Applications of Computers
in Assessment and Analysis of Writing
Mark D. Shermis, Jill Burstein, and Claudia Leacock
It has been almost 40 years since Ellis "Bo" Page prophesized the imminence of grading essays by computer. As a former high school English teacher, he envisioned a world where computers could assist in reducing the burden of grading written English. Later, as a seminal educational researcher, his desire was to implement a system that would operationalize what 50 years of research has shown us: Students become better writers by writing more. His landmark article in Phi Delta Kappan (Page, 1966) forecast this, but it took another 7 years to produce a working model (Ajay, Tillett, & Page, 1973) using FORTRAN code and a large mainframe computer. The result was Project Essay Grade (PEG). In order to submit text to the essay grader, written documents had to be transferred to awkward IBM 80-column punched cards, an overwhelming task for the technology of the day. Beyond this handicap, the technology performed as well or better than the ratings assigned by humans (Ajay et al., 1973).
In the early 1990s, Page refashioned PEG with a more sophisticated parser, real-time calculations, and a Web-based interface (Shermis, Mzumara, Olson, & Harrington, 2001). The details of this new format are explored further in this chapter, demonstrating the way automated essay scoring (AES) works, the kinds of software programs it uses, and some emerging applications.

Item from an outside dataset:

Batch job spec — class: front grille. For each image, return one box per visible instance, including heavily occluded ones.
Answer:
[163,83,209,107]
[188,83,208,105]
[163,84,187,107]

AES is the evaluation of written work via computers. Initial research restricted AES to English but has recently extended to Japanese (Kawate-Mierzejewska, 2003), Hebrew (Vantage Learning, n.d.), Bahasa (Vantage Learning, 2002), and other languages. The interfaces are predominantly Internet-based, though there are some implementations that use CD-ROMs.
Most packages place documents within an electronic portfolio. They provide a holistic assessment of the writing, which can be supplemented by trait scores based on an established rubric, and may provide qualitative critiques through discourse analysis. Most use ratings from humans as the criterion for determining accuracy of performance, though some of the packages will permit validation against other sources of information (e.g., large informational databases).
Obviously, computers do not "understand" written messages in the same way that humans do, a point that maybeunnerving until one reflects on ways alternative technologies achieve similar results. Thus, cooking was once associated primarily with convection heating, a form of heating external to the food. But by thinking "outside the box," we can see that the same outcome can be achieved by a technology not based on convection, but on molecular activity within the uncooked items (i.e., the microwave oven).